Tumorigenicity of 3 types of R2N1d cells in immune-deficient mice. Adherent (CD44⁺/CD24^- sorted), non-adherent and re-attached R2N1d cells were inoculated subcutaneously into nude mice for tumor development. Only those mice inoculated with adherent and reattached R2N1d cells showed visible and palpable tumors 4 weeks after inoculation; Mice inoculated with non-adherent R2N1d cells developed tumors after 24 weeks.
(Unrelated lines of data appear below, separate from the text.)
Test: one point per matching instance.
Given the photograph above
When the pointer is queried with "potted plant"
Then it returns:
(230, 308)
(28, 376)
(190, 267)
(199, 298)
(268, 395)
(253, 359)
Histological sections of resected tumor harvested at 4 weeks (from adherent and reattached cells) or 24 weeks (from non-adherent cells) showed HER2 expression. The length of the scale bar of these photos is 100 μm.

Figure 7

A diagram depicting the change in HER2 expression and tumorigenicity of R2N1d (CD44⁺/CD24^- sorted) cells due to cell culture condition. Adherent R2N1d cells were OCT4⁺/HER2⁺ and highly tumorigenic (tumor developed in 1 month after inoculation), the non-adherent R2N1d cells detached from confluent R2N1d cells in suspension were OCT4⁺/HER2^- and took longer time (6 months) to develop tumor at lower frequency. The reattached R2N1d cells from non-adherent cells were similar to parental adherent cells in OCT4⁺/HER2⁺ expression and tumor development.